Au sujet de la genèse de cet orgue, les témoignages sont formels : elle fut laborieuse. Elle commença en 1772. En mai 1777, seul le positif était en place, et encore sa mécanique était trop dure. Les chanoines "désespéraient". En octobre, un témoignage de Frédéric Grosch déplore que l'outillage de Dupont est insuffisant, qu'il travaille sans plans et "sans ordre". Dupont se serait fâché avec son neveu (Nicolas Tollay) qui serait parti en le laissant seul avec un jeune apprenti. Les soufflets ne fonctionnaient pas bien, et il n'y avait pas d'anches - un comble pour un orgue "parisien" ! En mai 1877, Joseph Koehl ayant vu la façade de Neuwiller, puis ensuite celle du nouvel orgue (Silbermann) de Bouxwiller, trouva cette dernière de bien meilleure qualité. C'est sûrement le même Koehl qui rapporta que Dupont utilisait du vieux bois de pressoirs et de palissades. [PMSCS63]

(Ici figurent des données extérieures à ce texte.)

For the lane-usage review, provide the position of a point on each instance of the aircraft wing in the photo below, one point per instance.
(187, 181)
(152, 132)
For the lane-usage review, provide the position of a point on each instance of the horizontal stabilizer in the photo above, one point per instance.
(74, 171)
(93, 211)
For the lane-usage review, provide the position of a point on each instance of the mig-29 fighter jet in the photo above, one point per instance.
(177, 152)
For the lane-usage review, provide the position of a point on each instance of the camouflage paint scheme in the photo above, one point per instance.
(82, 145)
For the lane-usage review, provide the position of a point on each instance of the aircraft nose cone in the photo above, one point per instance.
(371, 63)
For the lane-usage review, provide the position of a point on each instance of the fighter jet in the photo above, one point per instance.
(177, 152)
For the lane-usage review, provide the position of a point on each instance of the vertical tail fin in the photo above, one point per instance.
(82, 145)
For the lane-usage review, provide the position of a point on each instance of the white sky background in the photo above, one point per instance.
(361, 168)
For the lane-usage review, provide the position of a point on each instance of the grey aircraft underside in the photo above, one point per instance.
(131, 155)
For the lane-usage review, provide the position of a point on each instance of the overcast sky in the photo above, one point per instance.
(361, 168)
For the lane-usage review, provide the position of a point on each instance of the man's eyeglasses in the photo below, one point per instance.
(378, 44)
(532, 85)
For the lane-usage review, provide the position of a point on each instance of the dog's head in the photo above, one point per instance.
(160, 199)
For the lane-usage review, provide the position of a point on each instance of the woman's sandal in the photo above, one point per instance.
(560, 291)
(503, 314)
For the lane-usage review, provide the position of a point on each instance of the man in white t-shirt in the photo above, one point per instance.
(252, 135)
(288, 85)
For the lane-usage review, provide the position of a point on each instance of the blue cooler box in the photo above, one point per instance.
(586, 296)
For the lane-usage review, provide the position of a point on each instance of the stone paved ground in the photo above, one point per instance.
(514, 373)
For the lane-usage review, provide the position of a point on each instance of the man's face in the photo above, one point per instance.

Notons que Jean-André Silbermann rapporte à peu de choses près la même histoire (bois de palissades ou récupéré sur des chantiers de démolition) au sujet de Toussaint de Westhoffen.

Le 02/07/1788, Jean-André Silbermann alla visiter l'orgue de Neuwiller, et releva une longue liste de défauts, tant liés à l'esthétique qu'à la conception. La Flûte 8' limitée au dessus, c'est était vraiment le genre de choses qui avaient le don d'irriter Jean-André Silbermann, qui considérait cela comme une aberration, tout comme l'absence de Do# grave, et... les deux Trompettes au grand orgue ! En plus, le métal des tuyaux était trop fin, la Voix humaine mal proportionnée, et le Cromorne trop fort. L'établissement de la liste de défauts fut interrompu par l'arrivée opportune de l'heure du déjeuner. Par la suite, quand le prévôt demanda à Silbermann si, parmi ces défauts, il y en avait un majeur, la réponse fut évasive : Silbermann n'avait aucune envie de faire plus de commentaires, et surtout refusait d'être considéré comme l'auteur d'une expertise : il avait flairé le piège ! [PMSCS63]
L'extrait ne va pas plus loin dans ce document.